Addressing a widely accepted inconvenience

Throughout my career I have never worked in a silo, but always found innovation came as a consequence of working with talented, open-minded individuals who view change as an opportunity—not something to run from. At Reebok, working alongside such a team on the Pump shoe led to a radical rethinking of what footwear could offer. The accepted inconvenience in athletic shoes at the time was that a size 7 shoe did not automatically fit all size 7 feet. The Pump, designed to give custom fit, support, and protection, addressed this dilemma. The innovation is now used in medical splints and braces.

Just as dissatisfaction with traditional shoes led to the Pump, today’s discontent with environmental degradation drives demand for more sustainable practices. Gen Z, both highly influential and deeply committed to sustainability, leads the charge. Among Gen Z consumers in the U.K., saying no to single-use plastics is the most common sustainable lifestyle change, a Deloitte survey found. More than 60% of this demographic has reduced their use of single-use plastics, according to the World Economic Forum. They want more than incremental changes—they demand an overhaul in the creation, use, and disposal of products.

Closing the gap between innovation and thoughtful product design

The philosophy of addressing what was previously accepted as “just the way things are” can lead to groundbreaking advancements in any field. Today, it’s crucial in the development of sustainable materials and manufacturing processes.

Current advancements in biomaterials like PHA, PHBH, and PEF showcase potential alternatives to conventional petroleum-derived plastics, capable of supporting everything from reuse systems to composting and recycling, and potentially presenting significant waste management savings.

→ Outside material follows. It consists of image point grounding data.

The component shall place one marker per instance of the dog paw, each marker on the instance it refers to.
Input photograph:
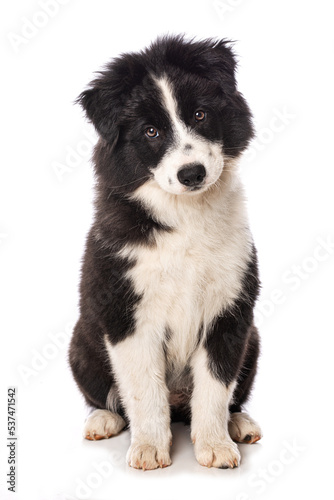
(147, 457)
(102, 424)
(243, 429)
(224, 455)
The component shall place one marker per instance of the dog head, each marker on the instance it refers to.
(171, 113)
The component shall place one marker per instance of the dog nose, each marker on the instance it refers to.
(192, 175)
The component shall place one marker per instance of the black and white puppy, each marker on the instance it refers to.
(169, 277)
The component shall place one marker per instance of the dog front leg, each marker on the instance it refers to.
(139, 365)
(209, 416)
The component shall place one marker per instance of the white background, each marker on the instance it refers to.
(285, 51)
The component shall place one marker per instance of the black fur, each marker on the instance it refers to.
(117, 104)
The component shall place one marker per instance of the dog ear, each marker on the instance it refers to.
(104, 100)
(101, 110)
(208, 58)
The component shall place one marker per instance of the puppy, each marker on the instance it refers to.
(169, 277)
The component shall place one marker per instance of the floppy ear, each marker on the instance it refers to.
(208, 58)
(103, 101)
(101, 110)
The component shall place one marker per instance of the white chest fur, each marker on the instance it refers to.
(193, 272)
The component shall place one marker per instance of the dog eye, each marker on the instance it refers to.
(152, 132)
(200, 115)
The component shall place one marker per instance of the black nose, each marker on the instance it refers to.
(192, 175)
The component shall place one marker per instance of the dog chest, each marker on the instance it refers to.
(186, 279)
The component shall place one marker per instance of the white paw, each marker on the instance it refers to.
(243, 428)
(223, 455)
(102, 424)
(147, 456)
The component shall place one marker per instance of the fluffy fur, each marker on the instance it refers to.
(169, 278)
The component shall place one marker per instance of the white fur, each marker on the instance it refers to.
(139, 366)
(190, 275)
(202, 151)
(103, 424)
(185, 278)
(210, 413)
(242, 426)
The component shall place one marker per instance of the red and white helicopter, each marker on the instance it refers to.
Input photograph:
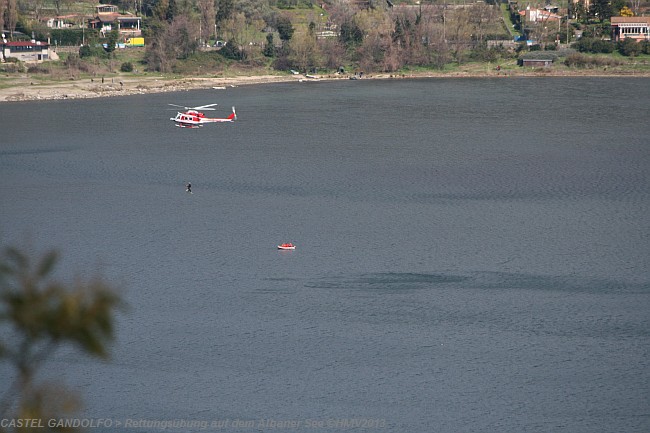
(193, 118)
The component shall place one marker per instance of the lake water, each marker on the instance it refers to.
(472, 254)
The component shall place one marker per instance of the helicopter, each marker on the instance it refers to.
(193, 117)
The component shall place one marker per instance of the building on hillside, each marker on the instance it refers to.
(64, 21)
(25, 51)
(539, 15)
(636, 28)
(107, 16)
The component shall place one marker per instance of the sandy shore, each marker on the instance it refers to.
(26, 89)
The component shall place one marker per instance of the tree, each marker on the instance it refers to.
(285, 28)
(269, 48)
(38, 315)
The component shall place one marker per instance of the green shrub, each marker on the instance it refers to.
(126, 67)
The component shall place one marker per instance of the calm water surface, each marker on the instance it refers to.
(472, 255)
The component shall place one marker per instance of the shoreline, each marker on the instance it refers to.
(26, 89)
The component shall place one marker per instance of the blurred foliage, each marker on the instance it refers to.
(37, 316)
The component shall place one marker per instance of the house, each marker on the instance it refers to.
(536, 63)
(63, 21)
(636, 28)
(107, 16)
(26, 51)
(539, 15)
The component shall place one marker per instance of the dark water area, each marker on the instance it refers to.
(472, 255)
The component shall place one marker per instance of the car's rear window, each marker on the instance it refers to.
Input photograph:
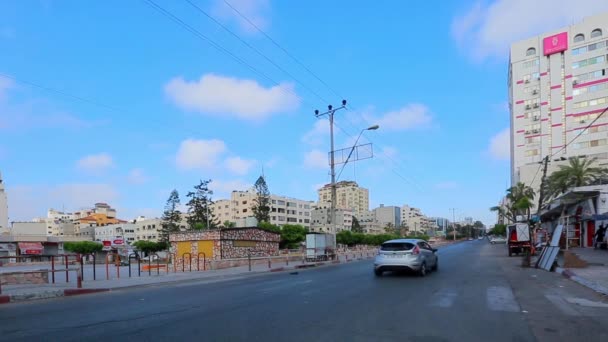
(396, 246)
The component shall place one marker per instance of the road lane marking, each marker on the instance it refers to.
(501, 298)
(444, 298)
(562, 305)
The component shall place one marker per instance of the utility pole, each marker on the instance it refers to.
(330, 112)
(454, 221)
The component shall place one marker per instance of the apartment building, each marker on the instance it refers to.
(283, 210)
(111, 232)
(321, 218)
(388, 215)
(3, 206)
(558, 86)
(348, 196)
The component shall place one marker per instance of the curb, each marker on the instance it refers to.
(76, 292)
(582, 281)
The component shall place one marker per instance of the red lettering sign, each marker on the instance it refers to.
(556, 43)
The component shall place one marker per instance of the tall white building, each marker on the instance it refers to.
(283, 210)
(320, 219)
(3, 206)
(386, 215)
(348, 196)
(558, 85)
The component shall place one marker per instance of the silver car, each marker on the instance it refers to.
(406, 255)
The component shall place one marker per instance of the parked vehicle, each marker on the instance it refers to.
(519, 238)
(320, 247)
(497, 239)
(406, 255)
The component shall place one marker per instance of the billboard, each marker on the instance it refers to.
(555, 43)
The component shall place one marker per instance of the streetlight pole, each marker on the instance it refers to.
(330, 112)
(370, 128)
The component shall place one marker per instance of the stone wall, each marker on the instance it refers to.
(29, 277)
(228, 244)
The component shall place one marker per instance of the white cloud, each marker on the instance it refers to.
(500, 145)
(95, 163)
(137, 176)
(316, 159)
(7, 33)
(199, 154)
(487, 30)
(5, 85)
(232, 97)
(318, 134)
(238, 165)
(389, 151)
(29, 201)
(448, 185)
(411, 116)
(254, 10)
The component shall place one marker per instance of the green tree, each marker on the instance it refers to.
(200, 212)
(356, 226)
(171, 217)
(579, 172)
(83, 247)
(261, 206)
(292, 235)
(269, 227)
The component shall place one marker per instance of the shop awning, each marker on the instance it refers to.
(30, 247)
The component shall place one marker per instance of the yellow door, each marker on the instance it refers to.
(207, 248)
(183, 247)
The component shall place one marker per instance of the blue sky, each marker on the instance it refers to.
(165, 108)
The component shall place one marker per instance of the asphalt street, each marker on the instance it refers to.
(478, 294)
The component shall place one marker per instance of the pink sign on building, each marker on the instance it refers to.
(556, 43)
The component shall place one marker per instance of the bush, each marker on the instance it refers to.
(83, 247)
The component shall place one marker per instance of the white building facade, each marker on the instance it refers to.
(3, 207)
(348, 196)
(283, 210)
(558, 86)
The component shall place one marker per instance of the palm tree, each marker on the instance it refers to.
(578, 172)
(519, 202)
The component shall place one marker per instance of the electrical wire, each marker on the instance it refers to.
(218, 47)
(282, 49)
(255, 50)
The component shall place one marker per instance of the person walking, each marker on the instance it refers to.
(599, 236)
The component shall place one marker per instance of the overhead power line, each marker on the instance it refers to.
(283, 49)
(217, 46)
(253, 48)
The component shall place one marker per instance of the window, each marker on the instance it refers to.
(596, 33)
(531, 52)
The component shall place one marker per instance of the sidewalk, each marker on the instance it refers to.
(595, 274)
(16, 293)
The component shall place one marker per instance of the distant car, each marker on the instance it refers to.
(406, 255)
(498, 239)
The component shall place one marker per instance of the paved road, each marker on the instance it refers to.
(478, 295)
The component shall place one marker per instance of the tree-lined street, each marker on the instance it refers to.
(479, 294)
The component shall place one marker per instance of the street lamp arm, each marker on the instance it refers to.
(371, 128)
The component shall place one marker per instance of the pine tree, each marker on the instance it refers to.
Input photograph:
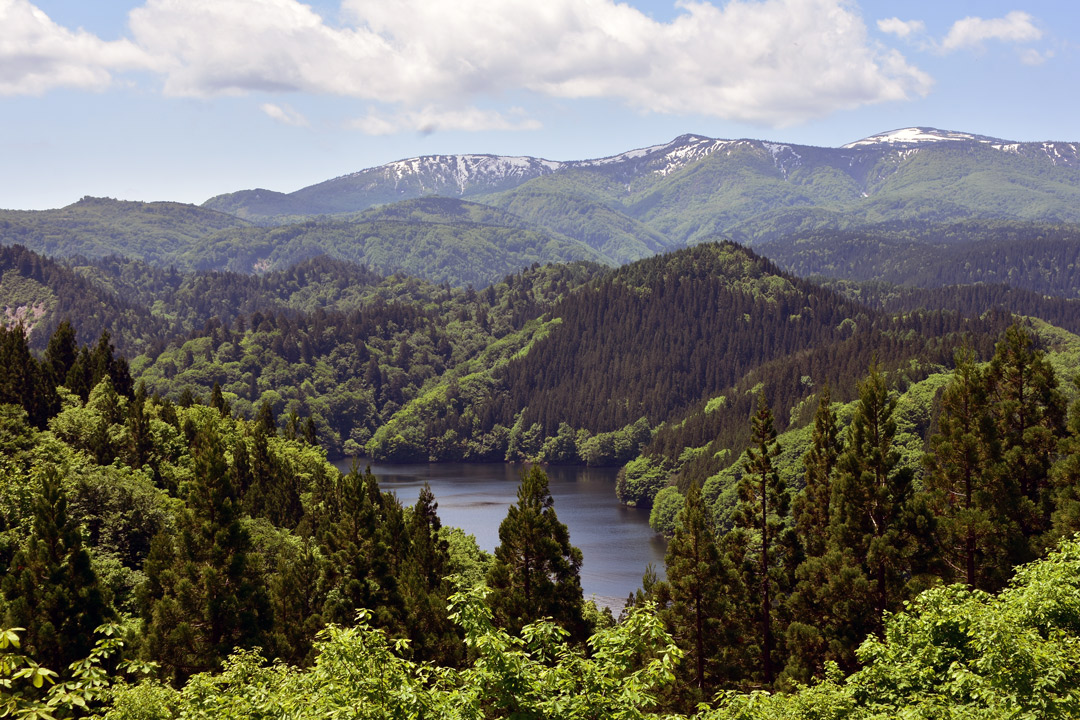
(536, 569)
(423, 586)
(811, 508)
(701, 595)
(962, 479)
(61, 353)
(874, 524)
(760, 518)
(1065, 476)
(203, 596)
(361, 559)
(51, 588)
(1029, 418)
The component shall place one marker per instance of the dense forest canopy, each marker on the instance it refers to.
(862, 481)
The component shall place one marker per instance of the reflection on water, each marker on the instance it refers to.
(616, 541)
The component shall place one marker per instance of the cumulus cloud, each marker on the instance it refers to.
(973, 31)
(38, 55)
(767, 62)
(433, 119)
(284, 114)
(1031, 56)
(772, 62)
(901, 28)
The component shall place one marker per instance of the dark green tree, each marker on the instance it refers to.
(700, 598)
(1065, 476)
(963, 484)
(875, 524)
(424, 588)
(204, 597)
(811, 507)
(361, 557)
(1029, 417)
(50, 587)
(61, 353)
(760, 517)
(536, 569)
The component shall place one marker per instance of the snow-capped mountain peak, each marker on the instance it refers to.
(919, 136)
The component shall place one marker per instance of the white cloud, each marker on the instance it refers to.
(768, 62)
(38, 55)
(432, 119)
(901, 28)
(973, 31)
(771, 62)
(1033, 57)
(284, 114)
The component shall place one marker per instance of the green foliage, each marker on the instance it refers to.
(50, 587)
(29, 691)
(639, 481)
(536, 569)
(700, 598)
(665, 508)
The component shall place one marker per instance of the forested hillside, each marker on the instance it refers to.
(200, 544)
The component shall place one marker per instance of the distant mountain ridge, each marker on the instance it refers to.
(474, 175)
(909, 197)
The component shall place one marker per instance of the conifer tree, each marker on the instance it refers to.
(1029, 418)
(423, 586)
(701, 595)
(811, 507)
(1065, 476)
(50, 588)
(536, 569)
(61, 353)
(360, 568)
(964, 486)
(203, 596)
(874, 525)
(760, 518)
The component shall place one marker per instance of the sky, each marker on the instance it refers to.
(186, 99)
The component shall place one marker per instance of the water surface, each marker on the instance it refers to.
(616, 541)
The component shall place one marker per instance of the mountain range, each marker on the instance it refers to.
(472, 218)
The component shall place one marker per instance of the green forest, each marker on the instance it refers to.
(170, 559)
(871, 491)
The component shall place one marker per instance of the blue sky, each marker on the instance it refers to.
(184, 99)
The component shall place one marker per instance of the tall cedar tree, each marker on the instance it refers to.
(875, 524)
(1066, 479)
(964, 486)
(204, 598)
(700, 598)
(536, 569)
(22, 379)
(1029, 415)
(811, 508)
(51, 588)
(759, 517)
(424, 588)
(814, 634)
(363, 541)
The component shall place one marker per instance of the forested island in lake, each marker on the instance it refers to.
(858, 428)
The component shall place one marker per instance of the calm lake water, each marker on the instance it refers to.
(616, 541)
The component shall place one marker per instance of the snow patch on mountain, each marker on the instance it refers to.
(906, 135)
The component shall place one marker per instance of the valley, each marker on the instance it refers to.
(782, 363)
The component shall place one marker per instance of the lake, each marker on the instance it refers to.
(616, 541)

Projects like Notpla, Incredible Eats, Better for All, and Patagonia’s Worn Wear embrace alternative materials and processes to create products and packaging, making sustainability the business-mission focus.

Resource stewardship and product design

Thinking of design from an “end-first” perspective involves reverse-engineering the lifecycle of products to minimize waste from the outset. This stewardship mindset encourages us to act as guardians of resources rather than just devourers. Brands adopting this approach not only reduce their environmental footprint but also position themselves to be leaders in sustainable innovation.

An end-first or circular design strategy involves a fundamental shift in how we conceive of and manufacture goods. By focusing on the entire lifecycle of a product, business stakeholders become stewards of resources rather than procurers or vendors. Organizations can offer more environmentally friendly products and model a better way to design and manufacture goods.

Such transformations in design philosophy and production processes don’t merely benefit us today—the long-term health of the planet and future generations depend on them. They also respond directly to the demands of consumers, especially the influential Gen Z.

A call to action for modern manufacturing

The path forward requires creativity, commitment, and global collaboration across all sectors to reimagine traditional practices and embrace sustainable alternatives. We can achieve not only a drastic reduction in waste but a transformation in how goods are produced, consumed, and reprocessed into new materials and products, aligning brands with planet-sustaining goals.

The journey toward zero-waste manufacturing and circular design is not just an option but a necessity for a thriving future. The brands and manufacturers that step up to the challenge will be the ones that rise above the competition.

Bob Meers is a founding member of Better for All. He previously served as CEO of Lululemon Athletica, president and CEO of Syratech, and president and CEO of Reebok International.

The opinions expressed in Fortune.com commentary pieces are solely the views of their authors and do not necessarily reflect the opinions and beliefs of Fortune.